The “Original Series” contains videos which are normally 2-5 minutes long and focus on explaining churchy stuff — words, symbols and objects. “The Committee” series contains longer productions, the stewardship video running almost 14 minutes.
All the videos feature actor Josh Childs as “Chuck.” He may come off sounding like a down-to-earth pastor or a very well informed lay leader, but his presentation is inviting, and in the shorter clips he encourages his viewers to speak with their pastor or priest if they have questions.
As far as “The Committee: Stewardship” is concerned, the actors offer up their characters’ developing ideas and attitudes about stewardship, including:
- how and why we give to the church,
- what this says about our relationship to God,
- the role that joyful giving can play in our lives,
- how this might positively affect our relationship with God,
- and some interpretations of “The Widow’s Mite” and “Rich Young Man” stories from the gospels.
At one point they even define stewardship as “the joy of generous giving” through the “aha” moment of the most judgmental and duty-bound member of “the committee.”

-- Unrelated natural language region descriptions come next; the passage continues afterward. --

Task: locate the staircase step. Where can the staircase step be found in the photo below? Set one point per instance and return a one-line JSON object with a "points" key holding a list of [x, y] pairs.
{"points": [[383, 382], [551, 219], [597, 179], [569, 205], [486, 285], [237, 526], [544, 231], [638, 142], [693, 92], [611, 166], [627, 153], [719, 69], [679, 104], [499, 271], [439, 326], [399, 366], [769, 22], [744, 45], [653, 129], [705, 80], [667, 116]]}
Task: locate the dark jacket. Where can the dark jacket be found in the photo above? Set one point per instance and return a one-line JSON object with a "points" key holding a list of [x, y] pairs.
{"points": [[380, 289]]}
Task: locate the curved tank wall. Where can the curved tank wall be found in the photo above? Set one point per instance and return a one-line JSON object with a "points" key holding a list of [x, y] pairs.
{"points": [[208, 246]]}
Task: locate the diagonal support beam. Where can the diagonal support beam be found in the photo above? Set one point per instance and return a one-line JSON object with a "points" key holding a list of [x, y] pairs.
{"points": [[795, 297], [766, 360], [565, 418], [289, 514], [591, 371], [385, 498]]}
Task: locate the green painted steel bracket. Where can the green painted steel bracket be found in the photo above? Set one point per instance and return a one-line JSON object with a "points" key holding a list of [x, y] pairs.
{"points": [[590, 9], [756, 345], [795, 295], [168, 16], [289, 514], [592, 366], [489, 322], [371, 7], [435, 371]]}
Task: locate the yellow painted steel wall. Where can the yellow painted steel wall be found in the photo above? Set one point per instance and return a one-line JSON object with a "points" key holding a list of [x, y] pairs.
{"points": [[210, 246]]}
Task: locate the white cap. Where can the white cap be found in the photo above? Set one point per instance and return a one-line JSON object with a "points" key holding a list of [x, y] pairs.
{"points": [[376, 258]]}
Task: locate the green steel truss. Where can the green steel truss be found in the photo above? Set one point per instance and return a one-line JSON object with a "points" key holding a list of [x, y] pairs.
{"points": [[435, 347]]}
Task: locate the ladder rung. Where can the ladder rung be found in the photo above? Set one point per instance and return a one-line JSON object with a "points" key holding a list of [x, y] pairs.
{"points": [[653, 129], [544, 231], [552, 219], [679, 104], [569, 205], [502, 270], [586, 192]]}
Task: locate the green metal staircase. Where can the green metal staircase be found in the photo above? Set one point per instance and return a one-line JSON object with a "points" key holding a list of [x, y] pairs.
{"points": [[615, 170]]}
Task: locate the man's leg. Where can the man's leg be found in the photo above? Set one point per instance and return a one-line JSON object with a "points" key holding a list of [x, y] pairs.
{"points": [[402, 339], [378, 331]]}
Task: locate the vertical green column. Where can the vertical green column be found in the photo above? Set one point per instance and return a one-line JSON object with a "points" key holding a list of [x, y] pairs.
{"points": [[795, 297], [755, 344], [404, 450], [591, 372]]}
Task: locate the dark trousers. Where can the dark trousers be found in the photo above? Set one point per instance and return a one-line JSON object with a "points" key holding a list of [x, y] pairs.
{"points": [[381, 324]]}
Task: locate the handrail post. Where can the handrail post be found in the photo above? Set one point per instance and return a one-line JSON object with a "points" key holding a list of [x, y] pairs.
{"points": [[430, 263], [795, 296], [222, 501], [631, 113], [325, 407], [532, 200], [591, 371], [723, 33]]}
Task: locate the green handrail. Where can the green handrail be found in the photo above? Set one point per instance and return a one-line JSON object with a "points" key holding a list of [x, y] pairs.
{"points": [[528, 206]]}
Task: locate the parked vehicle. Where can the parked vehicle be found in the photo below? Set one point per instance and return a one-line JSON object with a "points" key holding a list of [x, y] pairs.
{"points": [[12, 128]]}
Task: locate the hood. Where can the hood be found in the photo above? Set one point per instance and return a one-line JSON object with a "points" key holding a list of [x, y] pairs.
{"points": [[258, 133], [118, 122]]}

“The Committee: Stewardship” is a funny and helpful video which shows how regular church folks can have real discussions, push back against each other a bit, and still keep a family attitude towards renewing their sense of mission. Much of the levity in this particular video is set up by using characters of a given type which most of us will likely recognize, often resemble, and hopefully find funny enough to alleviate the tension.
I also caution, however, that using these Committee videos could offend a sensitive viewer who feels singularly lampooned. The little side shots about typical human behavior may shoot a little too close to home for some, or offend those with opposing views on stewardship. Of course, the video self-lampoons Chuck and his faithful listeners, too.
As a self-confessed Christian-under-development I enjoy having a good laugh at myself, especially in this video which expresses opinions I may have held at one time about matters of giving. Any group that is reasonably confessional may have no trouble laughing at themselves in this mirror, so in that case enjoy the videos together. As for using the videos for your congregation, you know your congregation best. I ultimately recommend the videos and the accompanying study guide as good starter tools for learning healthy stewardship concepts.
Note: only use “The SUB-Committee: The Slogan” video for the deeply confessional group, and in tandem with (and following) the stewardship campaign slogan exercise in the study guide. This video is a hoot, but if it hits a bullseye someone might really resent it.
Dan Pennington is a Senior Master of Divinity student at Luther Seminary, recently called to Bethany Lutheran Church of Star Prairie, Wisconsin pending his imminent graduation. His wife Katherine is a pastor.
All funding for Chuck Knows Church videos was provided by Discipleship Ministries, an international agency of The United Methodist Church. As the website suggests, “If you are a United Methodist, your generous support of The World Service Fund helps support Chuck Knows Church.” All Chuck Knows Church videos are yours to view anywhere, post anywhere, duplicate, and giveaway.